Moduler les mesures de distanciation sociale à long terme pourrait permettre de lutter contre la COVID-19 sans asphyxier l’économie, selon une nouvelle étude réalisée par des chercheurs ontariens.
Des experts de l’Université de Toronto et de l’Université de Guelph ont eu recours à une modélisation mathématique pour tenter de prédire la progression de la maladie en Ontario. Selon leur modèle de base, pas moins de 56 % de la population de la province contractera le nouveau coronavirus au cours des deux prochaines années.
Si rien n’est fait, au plus fort de la crise, 107 000 citoyens seraient hospitalisés, dont 55 000 aux soins intensifs. La province a présentement une capacité de 2000 lits de soins intensifs.
Leur étude suggère toutefois qu’une distanciation sociale dite «dynamique» pourrait prévenir une pression trop importante sur le système de santé, tout en accordant «un répit psychologique et économique périodique pour des populations».
La distanciation sociale est présentée par les agences de santé publique du Canada comme un outil efficace pour freiner la propagation de la maladie.
La clé, selon l’auteure principale de l’étude Ashleigh Tuite, est de «surfer sur la courbe» en arrimant les mesures de distanciation sociale à la quantité d’hospitalisations aux soins intensifs. Ainsi, les restrictions peuvent être assouplies lorsque le nombre de lits occupés diminue, puis resserrées lorsque ce nombre se rapproche de la capacité maximale du réseau de la santé.
«Au lieu d’une courbe épidémique abrupte, on a une courbe qui s’étire et qui monte et descend, monte et descend, et on module notre réponse en fonction de notre position sur cette courbe», expose Mme Tuite, professeure adjointe en épidémiologie à l’Université de Toronto.
L’article a été soumis à la fin mars au Journal de l’Association médicale canadienne et publié en version préimprimée qui n’a pas encore été scientifiquement révisée par les pairs.
Amy Greer, l’une des auteures de l’étude, y voit une autre manière de gagner du temps d’ici à ce qu’un vaccin soit disponible, ce qui prendra probablement plus d’un an.
Cette proposition semble «raisonnable» aux yeux du professeur de mathématiques et de biologie à l’Université McMaster Ben Bolker, qui n’était pas impliqué dans l’étude.
La difficulté se situe selon lui sur le plan logistique et bureaucratique. Les gouvernements pourraient mettre en oeuvre la distanciation dynamique en modifiant le nombre maximal de personnes pouvant participer à un même rassemblement, suggère-t-il.
Mme Tuite et M. Bolker affirment qu’un dépistage exhaustif permettrait aux autorités ontariennes de concentrer leurs efforts sur les points chauds de contamination la province.
Ceci pourrait même permettre à certains des travailleurs de reprendre sporadiquement le boulot.
Le professeur d’économie à la retraite de l’Université McMaster Atif Kubursi estime que cette nouvelle étude constitue un bon point de départ pour déterminer la marche à suivre. Mais elle ne se penche pas sur les effets économiques des redémarrages et fermetures d’entreprises, souligne-t-il.
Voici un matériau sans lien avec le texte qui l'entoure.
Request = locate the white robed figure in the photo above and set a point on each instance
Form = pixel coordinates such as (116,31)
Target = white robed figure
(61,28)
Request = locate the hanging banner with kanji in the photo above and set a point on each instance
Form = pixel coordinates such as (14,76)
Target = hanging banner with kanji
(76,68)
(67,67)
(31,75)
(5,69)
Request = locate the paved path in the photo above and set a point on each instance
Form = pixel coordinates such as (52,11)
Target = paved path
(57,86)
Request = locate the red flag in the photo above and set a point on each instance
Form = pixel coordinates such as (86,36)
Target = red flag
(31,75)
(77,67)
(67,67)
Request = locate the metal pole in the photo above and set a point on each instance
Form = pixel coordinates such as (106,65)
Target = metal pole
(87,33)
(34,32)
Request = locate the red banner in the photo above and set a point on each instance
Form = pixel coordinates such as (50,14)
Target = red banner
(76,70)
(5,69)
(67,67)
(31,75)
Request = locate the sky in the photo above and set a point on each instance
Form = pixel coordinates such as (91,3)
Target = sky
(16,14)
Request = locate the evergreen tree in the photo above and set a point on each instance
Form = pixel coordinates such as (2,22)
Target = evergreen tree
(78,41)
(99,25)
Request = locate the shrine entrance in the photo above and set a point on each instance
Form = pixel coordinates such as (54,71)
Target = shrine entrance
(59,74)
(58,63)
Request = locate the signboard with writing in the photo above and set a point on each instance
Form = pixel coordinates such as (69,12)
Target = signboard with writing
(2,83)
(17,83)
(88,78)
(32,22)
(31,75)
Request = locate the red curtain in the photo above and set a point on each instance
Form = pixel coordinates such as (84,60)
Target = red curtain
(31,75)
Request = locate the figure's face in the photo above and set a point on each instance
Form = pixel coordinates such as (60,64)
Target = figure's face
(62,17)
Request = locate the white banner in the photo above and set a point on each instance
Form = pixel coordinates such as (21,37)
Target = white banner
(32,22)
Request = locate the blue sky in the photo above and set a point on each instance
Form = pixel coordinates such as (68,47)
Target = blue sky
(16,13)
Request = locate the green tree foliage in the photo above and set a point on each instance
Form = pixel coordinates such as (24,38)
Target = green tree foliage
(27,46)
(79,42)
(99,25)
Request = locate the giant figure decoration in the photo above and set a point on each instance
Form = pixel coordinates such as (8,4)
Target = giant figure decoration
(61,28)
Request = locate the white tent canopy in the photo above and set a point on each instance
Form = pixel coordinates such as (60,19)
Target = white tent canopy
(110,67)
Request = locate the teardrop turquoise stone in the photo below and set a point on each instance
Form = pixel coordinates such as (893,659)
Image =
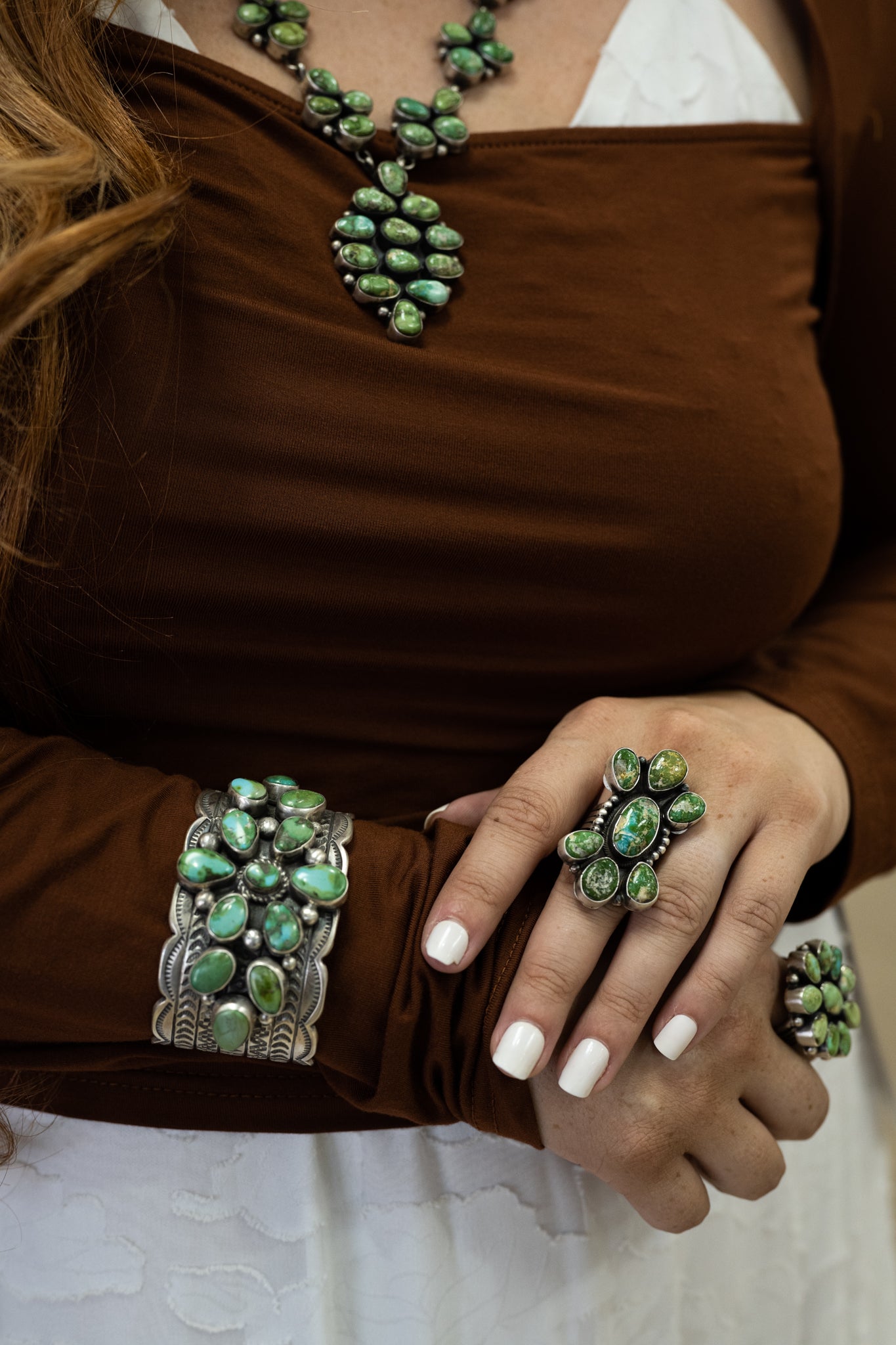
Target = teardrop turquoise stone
(282,930)
(230,1028)
(200,868)
(238,829)
(227,917)
(265,988)
(213,971)
(322,883)
(636,827)
(292,834)
(263,875)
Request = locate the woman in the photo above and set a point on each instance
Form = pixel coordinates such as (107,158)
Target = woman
(599,505)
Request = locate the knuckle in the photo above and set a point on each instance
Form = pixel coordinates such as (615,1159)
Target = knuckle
(680,911)
(527,811)
(621,1001)
(757,916)
(547,981)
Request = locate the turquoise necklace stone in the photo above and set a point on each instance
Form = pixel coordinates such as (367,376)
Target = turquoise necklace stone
(382,245)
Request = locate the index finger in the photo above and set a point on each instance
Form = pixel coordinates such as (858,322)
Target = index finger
(540,802)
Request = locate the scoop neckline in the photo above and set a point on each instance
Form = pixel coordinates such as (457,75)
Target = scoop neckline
(775,132)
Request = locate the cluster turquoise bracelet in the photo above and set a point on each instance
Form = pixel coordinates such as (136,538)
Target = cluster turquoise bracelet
(255,908)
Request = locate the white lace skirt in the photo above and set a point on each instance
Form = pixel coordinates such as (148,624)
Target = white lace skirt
(436,1235)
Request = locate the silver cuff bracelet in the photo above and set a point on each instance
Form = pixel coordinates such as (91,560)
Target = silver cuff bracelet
(254,914)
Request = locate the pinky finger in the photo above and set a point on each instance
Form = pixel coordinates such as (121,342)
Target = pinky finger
(759,893)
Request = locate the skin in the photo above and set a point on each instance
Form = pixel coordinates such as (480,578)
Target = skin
(387,49)
(715,1115)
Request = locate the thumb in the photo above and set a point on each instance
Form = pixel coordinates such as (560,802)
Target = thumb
(468,810)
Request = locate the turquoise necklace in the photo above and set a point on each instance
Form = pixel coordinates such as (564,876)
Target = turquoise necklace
(391,248)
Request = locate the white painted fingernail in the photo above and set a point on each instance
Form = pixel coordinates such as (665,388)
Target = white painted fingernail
(585,1067)
(676,1036)
(448,942)
(519,1049)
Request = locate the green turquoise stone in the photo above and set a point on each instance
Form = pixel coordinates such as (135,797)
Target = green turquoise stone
(626,767)
(444,238)
(393,178)
(324,81)
(445,101)
(293,834)
(213,971)
(820,1029)
(408,319)
(305,799)
(288,34)
(358,101)
(265,986)
(400,232)
(496,53)
(832,997)
(322,883)
(421,208)
(263,875)
(417,135)
(601,879)
(323,105)
(238,829)
(413,109)
(293,10)
(468,61)
(371,198)
(847,979)
(687,808)
(582,845)
(199,868)
(230,1028)
(456,35)
(450,128)
(379,287)
(358,125)
(227,917)
(643,885)
(636,827)
(282,930)
(356,227)
(402,261)
(429,292)
(482,24)
(249,789)
(445,267)
(667,770)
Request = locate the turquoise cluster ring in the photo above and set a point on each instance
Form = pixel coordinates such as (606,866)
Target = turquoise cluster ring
(614,852)
(261,880)
(819,997)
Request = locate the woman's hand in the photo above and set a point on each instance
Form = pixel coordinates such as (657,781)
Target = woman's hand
(778,801)
(664,1130)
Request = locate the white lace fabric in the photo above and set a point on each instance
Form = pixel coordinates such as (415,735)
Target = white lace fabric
(446,1235)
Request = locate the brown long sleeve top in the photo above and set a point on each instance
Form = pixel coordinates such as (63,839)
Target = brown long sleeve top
(649,450)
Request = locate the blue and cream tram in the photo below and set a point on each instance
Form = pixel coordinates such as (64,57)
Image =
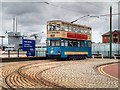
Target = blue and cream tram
(67,40)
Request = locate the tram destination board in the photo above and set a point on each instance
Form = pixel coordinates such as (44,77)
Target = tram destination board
(29,46)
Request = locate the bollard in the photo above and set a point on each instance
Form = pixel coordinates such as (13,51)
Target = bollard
(18,52)
(8,53)
(102,56)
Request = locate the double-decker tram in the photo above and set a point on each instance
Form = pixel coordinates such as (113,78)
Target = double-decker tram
(67,40)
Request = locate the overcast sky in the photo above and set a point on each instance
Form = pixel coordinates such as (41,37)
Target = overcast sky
(32,15)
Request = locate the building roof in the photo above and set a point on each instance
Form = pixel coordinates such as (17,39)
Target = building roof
(108,33)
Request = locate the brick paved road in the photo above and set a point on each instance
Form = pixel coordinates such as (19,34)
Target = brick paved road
(56,74)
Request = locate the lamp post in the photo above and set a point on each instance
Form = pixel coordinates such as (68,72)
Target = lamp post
(110,32)
(2,40)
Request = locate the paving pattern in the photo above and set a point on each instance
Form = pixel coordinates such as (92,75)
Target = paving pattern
(56,74)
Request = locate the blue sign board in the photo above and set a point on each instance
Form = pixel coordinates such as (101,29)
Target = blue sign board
(29,46)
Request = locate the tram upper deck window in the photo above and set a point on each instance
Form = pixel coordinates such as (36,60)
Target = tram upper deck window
(58,27)
(70,43)
(79,31)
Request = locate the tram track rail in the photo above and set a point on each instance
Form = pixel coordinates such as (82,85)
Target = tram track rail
(18,79)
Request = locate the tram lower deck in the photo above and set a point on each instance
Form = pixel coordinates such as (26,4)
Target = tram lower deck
(68,48)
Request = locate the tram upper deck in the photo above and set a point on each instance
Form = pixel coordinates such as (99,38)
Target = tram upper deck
(61,29)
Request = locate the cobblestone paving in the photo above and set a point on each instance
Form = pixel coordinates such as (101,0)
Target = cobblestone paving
(56,74)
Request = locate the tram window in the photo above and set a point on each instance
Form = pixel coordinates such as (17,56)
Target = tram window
(62,42)
(82,43)
(66,43)
(66,28)
(78,44)
(70,28)
(58,27)
(52,43)
(57,43)
(89,44)
(75,43)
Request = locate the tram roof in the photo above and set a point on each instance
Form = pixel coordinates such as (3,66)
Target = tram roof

«Cela semble un peu simpliste, avance M. Kubursi. Je ne sais pas s’il est facile de réactiver et d’arrêter l’économie à nouveau.»
«Il faudrait connaître la réponse à la question: est-ce que ça en vaut la peine? Peut-on faire retourner autant de gens au travail pendant de courtes périodes?», se demande-t-il.
«Si oui, c’est peut-être un moyen de garder l’économie rodée, de la faire rouler. Ça pourrait en valoir la chandelle.»